Bill Clinton’s first one hundred days were pretty much a disaster. It seemed that things were falling apart rather than coming together almost as soon as he lowered his right hand after taking the presidential oath. By April 29, 1993, two Attorney General candidates (Zoë Baird and Kimba Wood) had been forced to withdraw for employing illegal aliens as domestics. The third appointee (Janet Reno) was already embroiled in the April 19,1993 Branch Davidian holocaust. Additionally, terrorists had partially destroyed the World Trade Center on February 26th raising questions of the president’s ability to keep us safe. Finally, as if all that wasn’t enough, Bill Clinton was unpopular by his hundredth day with both straight and gay citizens over his “don’t ask, don’t tell” compromise for gays in the military. Obviously, there would be no second term for William Jefferson Clinton — would there?

President Ronald Wilson Reagan was still riding high by his hundredth day in office, but his popularity had nearly cost him his life. He’d been elected, in part, to clean up Jimmy Carter’s economic mess which had been brought on by a combination of high interest rates, unemployment, and inflation, or “stagflation” as they called it. Budget cutting, tax cutting and income tax indexing were some of President Reagan’s proposed antidotes for the ailing 1981 economy. The proposed solutions hadn’t even been fully thrashed out when young John Hinckley, Jr. severely wounded the president, his press secretary and two Secret Service men outside a Washington, D.C. hotel on Monday, March 30, 1981. Even by President Reagan’s one hundredth day in office, it was apparent that America was enthralled by his decisiveness, ideological principles and personal magnetism and would likely re-elect him if the Secret Service could only protect him.

By April 29, 1977, Jimmy Carter was rapidly spending what political capital he possessed when he proposed a domestic war on energy waste. The president’s outsider status was not conducive for playing “inside the Beltway” politics. The steely and independent-minded Georgian was determined to reorganize the government, to see that those who lost their jobs due to the economic policies of Presidents Nixon and Ford were re-employed, and to realize sufficient monetary savings so as to end his first term with a balanced budget. The people wished him well and he wished himself well, too, but politicians (not all of them Republicans by any means) never would be so sure. President Carter’s political future was already cloudy by his hundredth day, even with all of the economic uncertainties, but there were all kinds of silver linings on the horizon.

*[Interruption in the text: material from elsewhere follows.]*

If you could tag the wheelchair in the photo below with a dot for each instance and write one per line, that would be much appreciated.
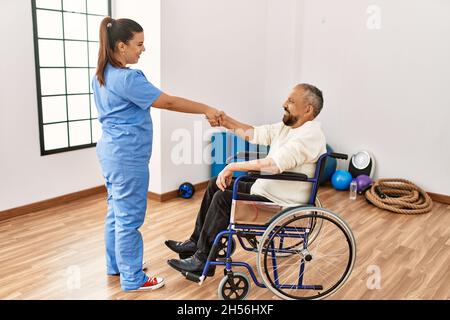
(303, 251)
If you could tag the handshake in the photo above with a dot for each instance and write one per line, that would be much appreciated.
(217, 118)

Question: What do we know from this first 100 days about President Obama’s political future? Answer: Most of America likes him better than they did President Clinton, more than they did President Carter and perhaps, just perhaps, as much as they did President Reagan. Uncertain of our economic or physical security, America will likely understand if President Obama should decide to shift ideological course from time to time. However, it is likely that the President’s greatest asset is the good-natured, unflappable outlook and steadiness that the American people believe now resides at 1600 Pennsylvania Avenue in Washington, D.C.